OHDSI Home | Forums | Wiki | Github

Observation_Period table - how do you generate this table at your site?

Hi, @Gowtham_Rao,
How observation_period is populated may depend on the design choices of the ETL (hence why you might consider it ambiguous?) but the purpose of the table is very specific: it defines the time intervals that a person is considered under direct observation of a healthcare provider. In claims database terms, that would be their enrollment. In hospital systems, it might only be when the person is inside their walls; when they enter they begin observation, when they leave, they stop. The hospital doesn’t know what happens to the person between visits in this example.

Periods don’t overlap because if you want to associate a patient event to an observation period, you only want to get the single observation period associated with that event. If you had overlaps, then you could have one event associated to multiple periods, and that would complicate some analytics in the OHDSI tool stack.

That’s true, but from an insurance provider, how are they supposed to track care if no is telling them to pay for it? No one proposes that we don’t use the clinical data for a person when uninsured, but the question to you is: how does anyone get this data?

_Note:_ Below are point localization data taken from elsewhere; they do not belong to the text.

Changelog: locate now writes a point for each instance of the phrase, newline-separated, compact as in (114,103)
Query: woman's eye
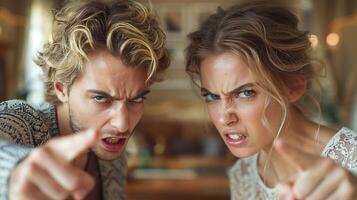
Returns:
(246,93)
(138,100)
(211,97)
(101,99)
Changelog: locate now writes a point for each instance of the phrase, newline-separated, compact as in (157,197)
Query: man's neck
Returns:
(63,120)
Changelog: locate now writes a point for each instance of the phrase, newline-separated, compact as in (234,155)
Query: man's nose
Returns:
(120,118)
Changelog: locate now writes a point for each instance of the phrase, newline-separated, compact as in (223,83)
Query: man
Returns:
(98,68)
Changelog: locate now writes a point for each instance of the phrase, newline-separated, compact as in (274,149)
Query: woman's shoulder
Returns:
(342,148)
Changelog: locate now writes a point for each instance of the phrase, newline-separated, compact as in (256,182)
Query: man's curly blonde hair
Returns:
(126,28)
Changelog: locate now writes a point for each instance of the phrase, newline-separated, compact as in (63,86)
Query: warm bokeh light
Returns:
(314,41)
(332,39)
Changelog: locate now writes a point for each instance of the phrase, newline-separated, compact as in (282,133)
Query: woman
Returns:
(254,72)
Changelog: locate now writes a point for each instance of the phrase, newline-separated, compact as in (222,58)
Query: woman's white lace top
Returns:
(246,184)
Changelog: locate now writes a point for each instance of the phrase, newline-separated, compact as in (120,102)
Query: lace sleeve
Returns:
(13,129)
(342,148)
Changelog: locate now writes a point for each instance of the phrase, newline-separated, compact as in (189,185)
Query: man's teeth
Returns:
(112,140)
(236,136)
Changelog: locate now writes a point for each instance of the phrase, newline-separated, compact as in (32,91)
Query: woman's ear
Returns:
(297,88)
(61,91)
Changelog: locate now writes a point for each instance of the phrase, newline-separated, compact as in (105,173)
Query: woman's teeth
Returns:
(112,140)
(236,136)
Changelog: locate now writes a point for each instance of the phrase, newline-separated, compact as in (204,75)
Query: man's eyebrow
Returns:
(102,93)
(141,94)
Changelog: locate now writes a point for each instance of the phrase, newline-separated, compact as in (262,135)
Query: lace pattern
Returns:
(246,183)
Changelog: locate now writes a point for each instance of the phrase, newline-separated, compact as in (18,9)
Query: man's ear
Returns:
(61,91)
(297,89)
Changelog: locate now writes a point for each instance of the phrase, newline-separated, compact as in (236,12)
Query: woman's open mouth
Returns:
(236,139)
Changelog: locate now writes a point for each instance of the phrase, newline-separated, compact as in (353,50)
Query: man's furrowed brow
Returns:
(141,94)
(101,93)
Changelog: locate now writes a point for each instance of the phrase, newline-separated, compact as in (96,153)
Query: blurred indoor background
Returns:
(175,152)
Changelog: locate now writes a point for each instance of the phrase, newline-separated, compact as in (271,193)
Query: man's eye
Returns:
(101,99)
(210,97)
(138,100)
(246,93)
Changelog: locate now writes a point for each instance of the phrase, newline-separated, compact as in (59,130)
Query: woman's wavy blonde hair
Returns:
(266,36)
(126,28)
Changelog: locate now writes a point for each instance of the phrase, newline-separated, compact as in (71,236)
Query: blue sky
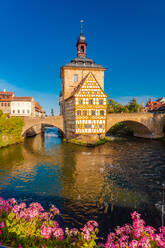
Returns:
(125,36)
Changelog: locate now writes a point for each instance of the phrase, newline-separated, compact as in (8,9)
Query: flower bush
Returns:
(22,226)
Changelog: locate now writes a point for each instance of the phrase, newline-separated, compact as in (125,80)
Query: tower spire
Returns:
(81,43)
(81,21)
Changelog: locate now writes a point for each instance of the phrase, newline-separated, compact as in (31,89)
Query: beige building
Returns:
(5,101)
(22,106)
(83,101)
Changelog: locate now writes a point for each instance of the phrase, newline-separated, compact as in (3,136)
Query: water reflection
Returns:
(105,183)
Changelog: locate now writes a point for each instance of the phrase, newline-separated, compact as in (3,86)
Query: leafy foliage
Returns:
(22,226)
(10,129)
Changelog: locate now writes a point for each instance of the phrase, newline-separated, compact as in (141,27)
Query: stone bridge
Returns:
(145,125)
(31,123)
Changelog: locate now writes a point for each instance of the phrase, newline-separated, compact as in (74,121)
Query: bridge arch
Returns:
(34,125)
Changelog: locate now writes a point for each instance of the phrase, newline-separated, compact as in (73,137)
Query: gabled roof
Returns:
(6,93)
(84,62)
(38,107)
(76,90)
(22,98)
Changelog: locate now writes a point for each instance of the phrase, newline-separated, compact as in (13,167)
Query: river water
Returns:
(105,183)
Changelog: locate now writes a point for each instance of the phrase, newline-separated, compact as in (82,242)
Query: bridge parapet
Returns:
(146,125)
(56,121)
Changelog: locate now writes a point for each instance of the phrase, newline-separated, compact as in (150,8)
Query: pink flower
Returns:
(54,210)
(22,205)
(12,201)
(2,224)
(134,244)
(58,233)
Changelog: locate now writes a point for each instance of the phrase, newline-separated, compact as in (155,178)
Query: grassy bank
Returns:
(10,130)
(83,143)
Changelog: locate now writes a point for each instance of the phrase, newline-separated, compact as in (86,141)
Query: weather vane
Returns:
(82,21)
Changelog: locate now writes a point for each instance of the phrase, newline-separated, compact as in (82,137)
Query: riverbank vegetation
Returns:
(121,129)
(131,107)
(22,226)
(10,129)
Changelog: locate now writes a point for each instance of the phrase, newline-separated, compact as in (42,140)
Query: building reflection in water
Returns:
(83,182)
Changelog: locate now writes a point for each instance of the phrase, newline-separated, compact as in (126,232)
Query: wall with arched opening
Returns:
(39,128)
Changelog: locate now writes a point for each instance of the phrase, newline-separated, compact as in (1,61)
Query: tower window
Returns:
(78,112)
(75,77)
(93,112)
(82,49)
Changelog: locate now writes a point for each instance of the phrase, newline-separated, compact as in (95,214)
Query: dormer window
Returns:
(82,49)
(75,78)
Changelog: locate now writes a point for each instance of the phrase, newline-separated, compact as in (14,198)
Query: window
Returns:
(92,112)
(102,112)
(84,112)
(75,77)
(82,49)
(78,112)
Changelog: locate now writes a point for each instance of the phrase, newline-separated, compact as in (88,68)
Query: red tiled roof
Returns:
(6,96)
(22,98)
(6,93)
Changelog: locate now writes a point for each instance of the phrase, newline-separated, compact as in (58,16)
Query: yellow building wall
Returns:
(86,123)
(67,76)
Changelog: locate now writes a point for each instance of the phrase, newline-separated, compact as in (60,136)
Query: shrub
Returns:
(22,226)
(10,129)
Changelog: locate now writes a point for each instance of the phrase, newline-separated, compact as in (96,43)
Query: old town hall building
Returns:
(83,101)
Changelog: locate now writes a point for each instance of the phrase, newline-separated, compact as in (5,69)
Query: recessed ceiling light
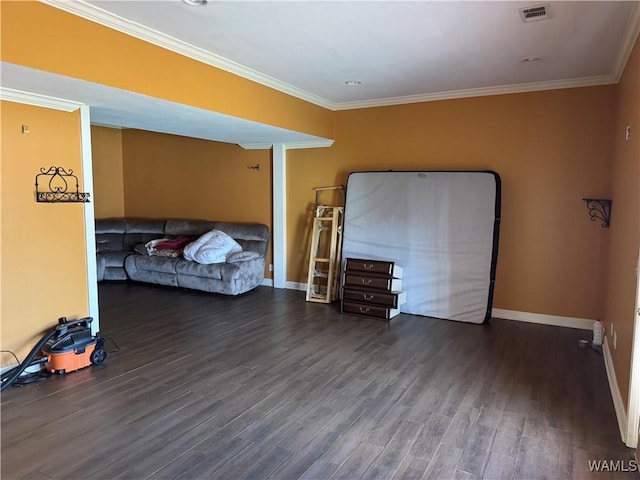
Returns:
(196,3)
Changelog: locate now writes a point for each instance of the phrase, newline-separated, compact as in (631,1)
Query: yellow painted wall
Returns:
(169,176)
(43,269)
(39,36)
(551,150)
(108,180)
(625,221)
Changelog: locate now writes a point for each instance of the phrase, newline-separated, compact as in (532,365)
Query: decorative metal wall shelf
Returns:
(599,209)
(58,180)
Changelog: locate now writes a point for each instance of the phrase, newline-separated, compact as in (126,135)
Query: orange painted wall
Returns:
(550,148)
(43,37)
(169,176)
(43,267)
(108,180)
(625,221)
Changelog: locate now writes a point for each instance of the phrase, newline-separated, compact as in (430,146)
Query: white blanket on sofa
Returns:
(212,247)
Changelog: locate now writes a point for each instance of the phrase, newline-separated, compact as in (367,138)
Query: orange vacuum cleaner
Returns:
(73,347)
(68,347)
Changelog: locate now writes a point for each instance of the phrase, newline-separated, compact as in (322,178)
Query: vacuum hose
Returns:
(11,375)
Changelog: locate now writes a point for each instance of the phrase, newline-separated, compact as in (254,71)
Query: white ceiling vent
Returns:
(535,13)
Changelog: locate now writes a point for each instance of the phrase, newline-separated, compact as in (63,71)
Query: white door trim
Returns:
(89,217)
(45,101)
(279,172)
(633,410)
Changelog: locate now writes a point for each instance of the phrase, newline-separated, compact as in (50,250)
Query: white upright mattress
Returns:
(440,227)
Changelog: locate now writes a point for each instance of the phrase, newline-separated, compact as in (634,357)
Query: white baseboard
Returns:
(296,286)
(618,403)
(555,320)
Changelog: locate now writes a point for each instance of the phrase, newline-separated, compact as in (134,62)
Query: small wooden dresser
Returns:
(372,288)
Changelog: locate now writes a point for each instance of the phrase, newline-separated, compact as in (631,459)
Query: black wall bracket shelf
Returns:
(599,209)
(58,180)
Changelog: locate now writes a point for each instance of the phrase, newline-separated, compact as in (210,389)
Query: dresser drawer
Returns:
(385,299)
(373,266)
(377,282)
(375,311)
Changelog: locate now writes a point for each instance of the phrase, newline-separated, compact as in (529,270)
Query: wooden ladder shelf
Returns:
(324,254)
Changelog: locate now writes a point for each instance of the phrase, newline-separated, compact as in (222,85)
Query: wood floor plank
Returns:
(266,385)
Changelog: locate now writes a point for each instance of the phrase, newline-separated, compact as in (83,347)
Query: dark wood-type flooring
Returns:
(266,385)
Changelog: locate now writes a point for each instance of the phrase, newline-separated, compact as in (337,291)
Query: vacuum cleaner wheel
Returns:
(98,356)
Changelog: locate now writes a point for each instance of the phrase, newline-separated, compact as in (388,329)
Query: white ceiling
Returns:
(401,51)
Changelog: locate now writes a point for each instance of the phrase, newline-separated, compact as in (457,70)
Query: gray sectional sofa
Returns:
(120,254)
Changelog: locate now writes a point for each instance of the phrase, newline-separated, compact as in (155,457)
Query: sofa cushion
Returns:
(244,231)
(212,247)
(109,242)
(145,226)
(110,225)
(242,256)
(148,262)
(133,239)
(115,259)
(176,228)
(200,270)
(254,246)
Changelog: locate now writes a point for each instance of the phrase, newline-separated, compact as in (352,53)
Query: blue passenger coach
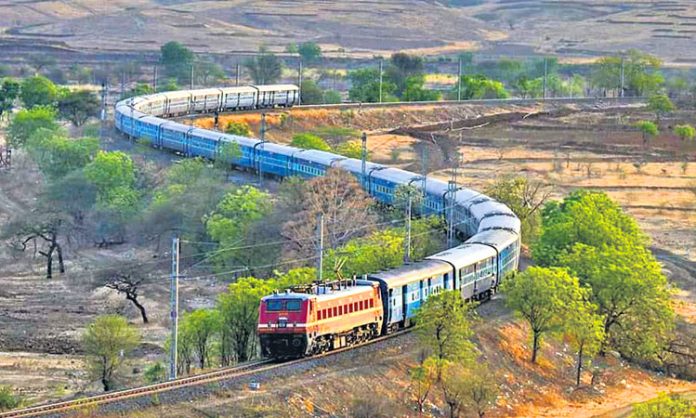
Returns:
(491,229)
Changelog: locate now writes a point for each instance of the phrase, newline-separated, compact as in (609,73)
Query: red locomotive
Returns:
(313,319)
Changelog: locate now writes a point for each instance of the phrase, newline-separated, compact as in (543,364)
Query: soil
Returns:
(659,196)
(579,30)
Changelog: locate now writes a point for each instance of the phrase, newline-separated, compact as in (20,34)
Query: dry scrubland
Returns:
(360,28)
(538,146)
(569,149)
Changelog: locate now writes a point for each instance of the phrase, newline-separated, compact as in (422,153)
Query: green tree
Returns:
(660,105)
(170,85)
(469,386)
(38,91)
(443,327)
(332,97)
(57,155)
(228,154)
(9,91)
(107,342)
(311,93)
(641,73)
(232,220)
(665,406)
(631,294)
(365,86)
(685,132)
(28,121)
(238,128)
(81,74)
(265,68)
(350,149)
(648,130)
(156,373)
(585,330)
(8,400)
(78,106)
(423,378)
(310,52)
(525,198)
(113,174)
(479,87)
(177,61)
(541,296)
(415,92)
(587,217)
(401,67)
(190,191)
(309,141)
(203,325)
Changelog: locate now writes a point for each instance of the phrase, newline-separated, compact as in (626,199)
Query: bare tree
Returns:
(128,281)
(346,210)
(44,231)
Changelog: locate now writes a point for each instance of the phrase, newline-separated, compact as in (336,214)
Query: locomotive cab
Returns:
(282,324)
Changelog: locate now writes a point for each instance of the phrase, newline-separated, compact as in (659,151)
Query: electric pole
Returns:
(451,189)
(262,134)
(424,172)
(381,64)
(545,75)
(623,80)
(154,79)
(102,116)
(299,82)
(407,254)
(459,81)
(123,82)
(174,304)
(320,248)
(363,160)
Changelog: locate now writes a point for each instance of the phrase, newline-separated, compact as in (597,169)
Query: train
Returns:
(329,316)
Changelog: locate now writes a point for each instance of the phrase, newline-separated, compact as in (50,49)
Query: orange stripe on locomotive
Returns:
(298,324)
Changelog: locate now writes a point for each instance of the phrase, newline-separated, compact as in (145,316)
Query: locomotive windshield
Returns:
(276,305)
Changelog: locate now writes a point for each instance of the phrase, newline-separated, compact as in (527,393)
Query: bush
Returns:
(332,97)
(155,373)
(665,406)
(238,128)
(309,141)
(8,400)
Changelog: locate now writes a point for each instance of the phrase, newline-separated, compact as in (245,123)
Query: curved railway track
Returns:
(223,375)
(491,102)
(238,373)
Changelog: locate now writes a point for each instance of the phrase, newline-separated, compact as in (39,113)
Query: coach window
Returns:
(293,305)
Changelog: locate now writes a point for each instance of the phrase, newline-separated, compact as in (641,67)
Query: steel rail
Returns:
(247,369)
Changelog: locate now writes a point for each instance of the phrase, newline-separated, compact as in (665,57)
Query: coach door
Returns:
(404,303)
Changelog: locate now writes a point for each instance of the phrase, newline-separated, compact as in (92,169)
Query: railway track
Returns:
(491,102)
(94,403)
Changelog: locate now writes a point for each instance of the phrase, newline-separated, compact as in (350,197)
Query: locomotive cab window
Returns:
(293,305)
(274,305)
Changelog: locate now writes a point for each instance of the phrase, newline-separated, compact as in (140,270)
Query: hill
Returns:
(359,28)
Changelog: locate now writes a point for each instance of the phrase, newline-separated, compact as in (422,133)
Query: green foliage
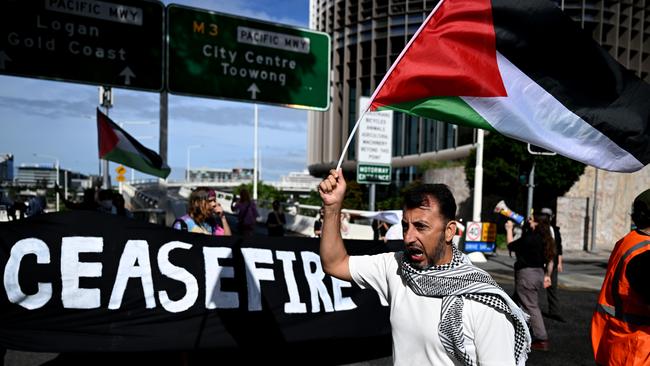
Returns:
(505,161)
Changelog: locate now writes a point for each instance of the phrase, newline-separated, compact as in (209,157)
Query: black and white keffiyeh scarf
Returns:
(456,280)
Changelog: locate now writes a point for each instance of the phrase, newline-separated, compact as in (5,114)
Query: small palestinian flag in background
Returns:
(118,146)
(522,68)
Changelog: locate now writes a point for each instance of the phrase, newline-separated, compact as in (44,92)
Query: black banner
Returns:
(89,282)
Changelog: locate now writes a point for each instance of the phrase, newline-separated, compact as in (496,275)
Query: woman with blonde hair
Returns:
(204,214)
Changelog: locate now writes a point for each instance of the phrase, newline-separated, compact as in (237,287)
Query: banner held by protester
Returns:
(83,281)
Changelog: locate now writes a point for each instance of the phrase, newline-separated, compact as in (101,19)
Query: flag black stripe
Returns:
(549,47)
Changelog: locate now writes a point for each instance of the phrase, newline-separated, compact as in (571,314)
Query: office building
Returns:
(368,35)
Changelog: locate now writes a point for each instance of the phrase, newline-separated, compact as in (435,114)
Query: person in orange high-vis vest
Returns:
(620,326)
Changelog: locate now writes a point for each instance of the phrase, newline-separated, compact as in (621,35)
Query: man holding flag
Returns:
(444,311)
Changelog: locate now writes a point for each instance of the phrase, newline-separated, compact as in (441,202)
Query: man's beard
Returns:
(438,253)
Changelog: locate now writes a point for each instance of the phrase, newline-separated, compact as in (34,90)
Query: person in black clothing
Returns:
(535,250)
(379,228)
(275,221)
(551,291)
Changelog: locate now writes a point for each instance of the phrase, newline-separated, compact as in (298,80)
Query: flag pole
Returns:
(354,130)
(381,84)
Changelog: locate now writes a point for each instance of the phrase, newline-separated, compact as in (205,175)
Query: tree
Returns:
(506,167)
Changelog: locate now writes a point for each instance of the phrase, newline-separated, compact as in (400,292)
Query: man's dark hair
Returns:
(421,194)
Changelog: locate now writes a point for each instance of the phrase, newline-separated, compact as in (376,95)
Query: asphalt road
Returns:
(570,341)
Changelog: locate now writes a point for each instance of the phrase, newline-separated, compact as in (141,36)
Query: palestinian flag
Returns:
(522,68)
(118,146)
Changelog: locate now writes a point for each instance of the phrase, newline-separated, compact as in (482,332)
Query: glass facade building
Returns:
(368,35)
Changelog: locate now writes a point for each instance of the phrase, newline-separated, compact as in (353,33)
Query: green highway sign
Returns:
(373,173)
(110,42)
(223,56)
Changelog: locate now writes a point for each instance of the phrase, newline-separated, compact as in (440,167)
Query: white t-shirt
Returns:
(414,319)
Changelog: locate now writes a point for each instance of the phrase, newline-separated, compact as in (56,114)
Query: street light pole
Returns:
(56,165)
(187,171)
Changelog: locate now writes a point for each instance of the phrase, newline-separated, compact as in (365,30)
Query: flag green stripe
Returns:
(449,109)
(135,161)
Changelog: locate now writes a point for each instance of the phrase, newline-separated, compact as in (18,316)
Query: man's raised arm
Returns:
(333,255)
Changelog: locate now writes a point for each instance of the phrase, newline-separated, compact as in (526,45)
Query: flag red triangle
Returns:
(107,137)
(453,54)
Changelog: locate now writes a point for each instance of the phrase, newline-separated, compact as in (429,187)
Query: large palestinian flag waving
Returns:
(525,69)
(118,146)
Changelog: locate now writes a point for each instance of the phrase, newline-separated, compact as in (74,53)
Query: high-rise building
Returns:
(368,35)
(6,167)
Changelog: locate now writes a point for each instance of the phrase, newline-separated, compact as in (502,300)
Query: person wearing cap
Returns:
(204,214)
(620,325)
(551,291)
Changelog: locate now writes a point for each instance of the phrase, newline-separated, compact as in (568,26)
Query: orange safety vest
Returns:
(620,326)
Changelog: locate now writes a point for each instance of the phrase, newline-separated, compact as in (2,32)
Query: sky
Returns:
(41,120)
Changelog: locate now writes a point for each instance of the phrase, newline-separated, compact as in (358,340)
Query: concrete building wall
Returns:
(614,197)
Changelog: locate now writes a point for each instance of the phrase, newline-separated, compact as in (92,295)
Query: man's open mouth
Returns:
(415,254)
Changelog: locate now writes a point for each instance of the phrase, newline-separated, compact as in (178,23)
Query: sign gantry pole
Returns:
(255,155)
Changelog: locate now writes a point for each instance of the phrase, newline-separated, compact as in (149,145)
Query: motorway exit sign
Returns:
(373,173)
(113,43)
(223,56)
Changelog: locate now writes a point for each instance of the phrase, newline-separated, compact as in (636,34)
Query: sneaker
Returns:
(540,345)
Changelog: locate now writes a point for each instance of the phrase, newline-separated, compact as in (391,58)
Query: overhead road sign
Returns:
(218,55)
(116,43)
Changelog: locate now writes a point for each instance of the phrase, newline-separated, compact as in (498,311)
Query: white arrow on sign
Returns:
(253,89)
(128,74)
(3,58)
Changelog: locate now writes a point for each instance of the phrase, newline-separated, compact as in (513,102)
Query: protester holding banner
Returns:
(551,291)
(535,250)
(276,220)
(444,311)
(204,214)
(246,213)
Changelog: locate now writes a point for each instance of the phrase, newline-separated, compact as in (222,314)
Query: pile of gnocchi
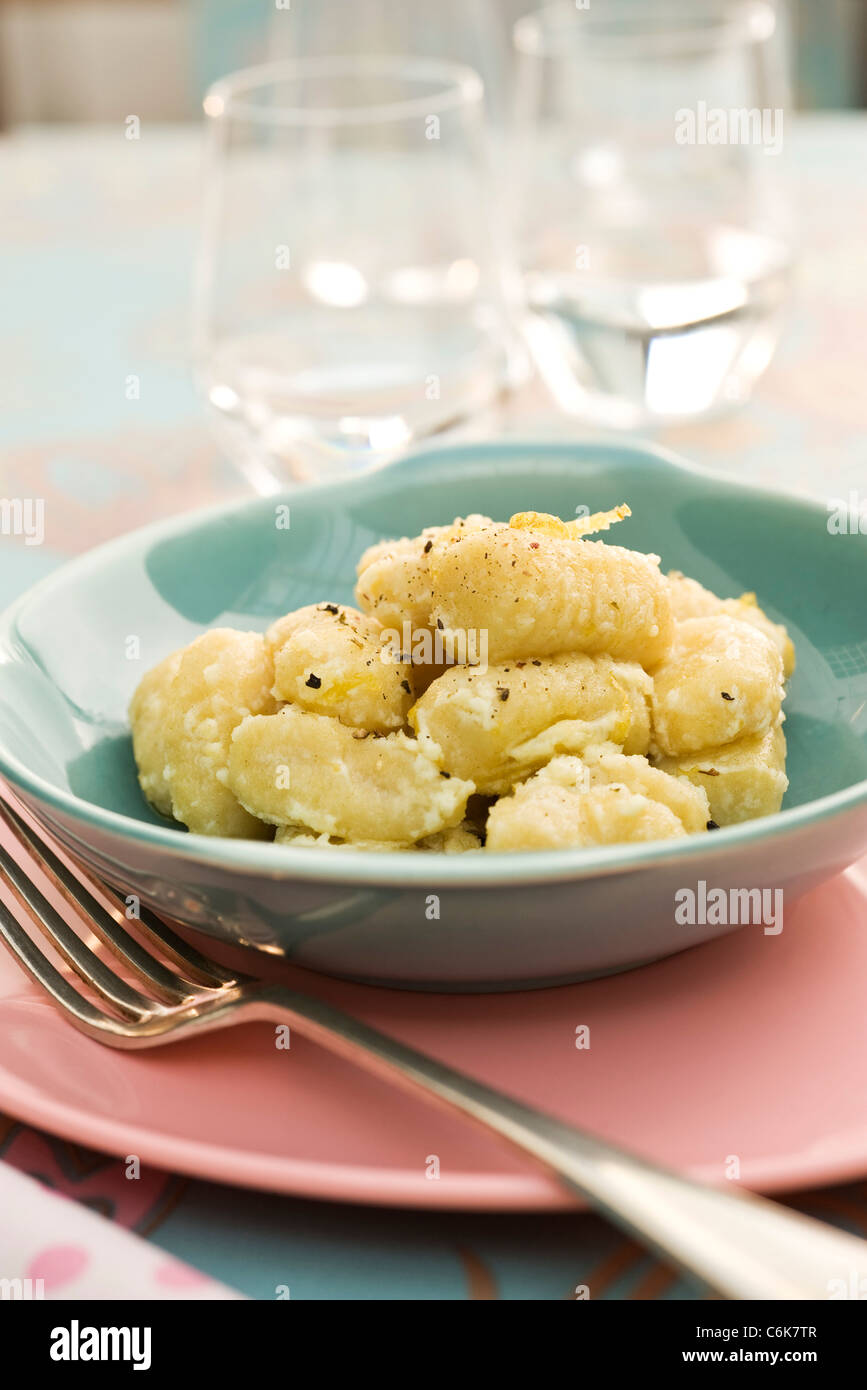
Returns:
(499,687)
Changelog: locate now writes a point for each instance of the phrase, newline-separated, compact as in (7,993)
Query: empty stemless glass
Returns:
(348,285)
(652,231)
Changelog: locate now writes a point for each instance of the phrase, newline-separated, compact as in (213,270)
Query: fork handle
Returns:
(734,1243)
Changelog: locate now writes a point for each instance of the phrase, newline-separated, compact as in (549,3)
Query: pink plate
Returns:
(752,1048)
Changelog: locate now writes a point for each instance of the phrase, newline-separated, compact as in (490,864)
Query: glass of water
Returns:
(348,289)
(650,223)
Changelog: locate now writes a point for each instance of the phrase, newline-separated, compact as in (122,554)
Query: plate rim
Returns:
(307,865)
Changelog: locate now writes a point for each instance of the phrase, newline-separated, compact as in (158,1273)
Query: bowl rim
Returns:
(253,858)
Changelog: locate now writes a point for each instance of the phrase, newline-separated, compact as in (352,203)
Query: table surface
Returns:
(97,236)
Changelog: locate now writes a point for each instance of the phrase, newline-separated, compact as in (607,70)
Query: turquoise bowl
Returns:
(475,922)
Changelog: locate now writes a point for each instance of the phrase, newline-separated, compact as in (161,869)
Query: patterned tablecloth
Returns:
(97,238)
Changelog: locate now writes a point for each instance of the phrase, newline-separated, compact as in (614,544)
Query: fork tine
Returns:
(164,983)
(81,1011)
(95,972)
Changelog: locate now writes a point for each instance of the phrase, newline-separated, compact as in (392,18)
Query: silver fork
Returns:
(734,1244)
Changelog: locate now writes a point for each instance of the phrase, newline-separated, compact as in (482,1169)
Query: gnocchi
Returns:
(499,687)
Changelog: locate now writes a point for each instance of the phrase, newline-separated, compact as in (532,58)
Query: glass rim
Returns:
(750,22)
(459,86)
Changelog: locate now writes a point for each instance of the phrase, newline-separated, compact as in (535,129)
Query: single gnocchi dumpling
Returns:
(457,840)
(721,680)
(200,695)
(331,660)
(692,599)
(603,801)
(499,724)
(538,595)
(744,780)
(302,769)
(395,576)
(147,717)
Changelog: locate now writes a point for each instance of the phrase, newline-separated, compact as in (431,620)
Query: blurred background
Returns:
(97,60)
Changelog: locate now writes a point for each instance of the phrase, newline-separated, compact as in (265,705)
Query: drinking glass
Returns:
(650,220)
(349,284)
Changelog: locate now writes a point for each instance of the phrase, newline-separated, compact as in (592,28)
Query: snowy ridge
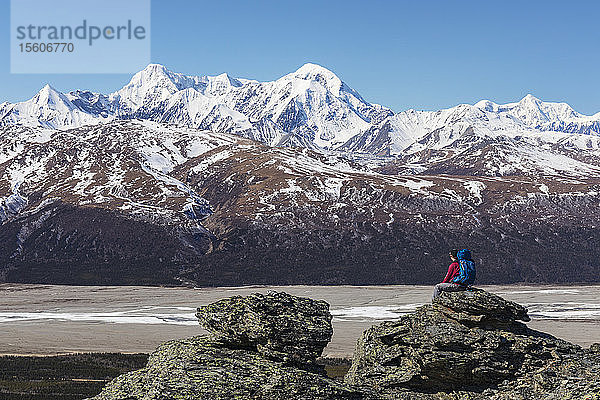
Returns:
(313,108)
(310,107)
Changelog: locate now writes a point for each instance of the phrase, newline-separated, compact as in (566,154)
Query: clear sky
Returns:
(426,54)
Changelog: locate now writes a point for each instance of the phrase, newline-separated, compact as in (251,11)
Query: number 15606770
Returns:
(47,47)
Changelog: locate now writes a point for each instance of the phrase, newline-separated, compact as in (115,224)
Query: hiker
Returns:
(461,273)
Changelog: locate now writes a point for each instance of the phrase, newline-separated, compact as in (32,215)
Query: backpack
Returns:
(466,274)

That’s a rule that the particular EHR system has adopted as the specification of ‘a person is being observed’. Another system may decide the observation period for a person is the earliest known date of a person to the latest known event of a person (or maybe the current date if they know the person isn’t dead).

The importance of the OBSERVATION_PERIOD table is that you can not say that a person has not been diagnosed with X or not exposed to drug Y in the past 5 years if you can not assert that the person was under continuous observation for that time period (the events could have happened in the ‘gaps’). For claims, some have adopted the idea that if they are paying for coverage, they’ll ask the insurance provider to pay for their meds and visits to a doctor. So that’s where you might be confusing the payer plan period contributing to building an observation period. But in other systems, they could just flat out tell you that person P1 as an entry date of StartX and an exit date of EndX, and that would be your observation period in that CDM.

Consider this: let’s say you’re in the US paying for coverage, and you have been for 7 years. Then you decide to go to another country where they aren’t going honor your US coverage. So, you cancel it and start off another plan in the foreign lands. After 3 years, you return to the us and pick up your old US plan again. You have a 3 year gap in there. You got medical coverage from somewhere, but how’s the US system supposed to know about it? So, you’re just a person with a 3 year gap in their observation period. that’s all this table is built to serve.

Thank you @Chris_Knoll for the thoughtful response. That helps reduce the ambiguity.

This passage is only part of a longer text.